Though her screen time this week is limited, April Bowlby crushes once again as Rita Farr. Her disappointment at finding out what kind of show she’s in is palpable, but her dedication to her craft gives Rita some interesting levels in this episode. It’s also interesting to see the repercussion of the team’s actions reaching all the way back to the series’ pilot episode. I can’t wait to see how this subplot plays out.
Likewise, Diane Guerrero gets to show Jane’s more insecure side here. The funeral procession scene is beautifully shot and wisely keeps Jane at the forefront. While there are still some questions regarding how exactly the Underground “works,” this episode leans into those very questions. There’s a lot more talk about the conceptual nature of the Underground and how every one of the personalities has its own function in the world. The wax imagery used in Jane’s makeup in the real world is also very effective, giving us some bizarre visuals without having to go too far into special effects territory.
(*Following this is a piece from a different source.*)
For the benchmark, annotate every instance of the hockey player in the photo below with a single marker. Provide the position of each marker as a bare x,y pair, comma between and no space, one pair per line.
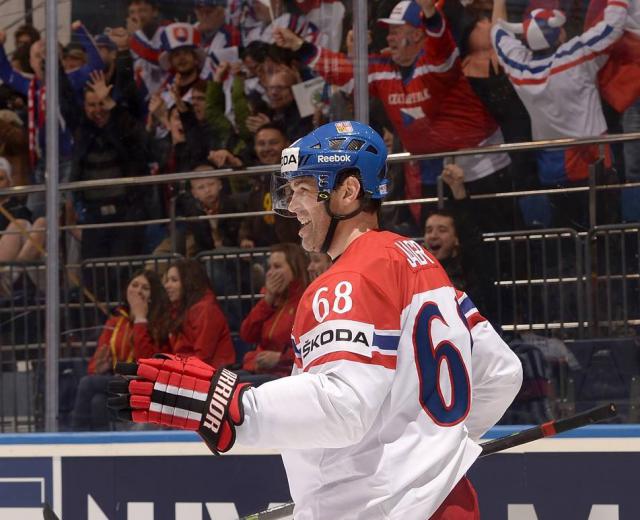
396,373
420,83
The score for this episode is particularly good. I’ve given Kevin Kliner and Clint Mansell props in previous reviews, but this episode’s music gave me a little bit of everything that I love about this show’s music cues. There are some appropriately gothic and epic moments, but the spacebound nature of the story also gave the duo an excuse to give us some eerie and kooky cues straight out of a 1950s science fiction movie. It’s great. Aiding in the throwback feel are some interesting design choices. From the rickety look of the spaceship to the uniforms of the Pioneers, this feels like the ’50s collided with present day, which suits the story splendidly.
Mariana Klaveno gives an interesting and measured performance, wonderfully showcasing the exact kind of zen and inner peace that has eluded Larry since his accident all those years ago. For his own part, Matt Bomer’s vocal performance perfectly balances the anger and the frustration Larry has with a tempered sense of hope.
Also, the scenes shared between Robotman and Dorothy are handled very well. Brendan Fraser once again brings out Cliff’s softer side, which makes his angry journey through the first half of the season feel much more like it really was leading somewhere. Abigail Shapiro also manages to make Dorothy seem repentant, rather than bratty. Considering the fact that Cliff and the Chief have literally chased her to the stars to bring her home, that’s an important balance to have, as it keeps the character of Dorothy likable.
Cliff’s decision to bring the finger home from last week feels like an odd leap, but that’s Cliff for you. This will no doubt lead to something down the line, but it did feel like a strange beat.
The end of this week’s episode leaves plenty of questions as to what happens next and what a certain character’s motivations are. It’s kind of a bummer that it was slightly spoiled by last week’s episode preview, but it still left me feeling very excited for “Dumb Patrol!”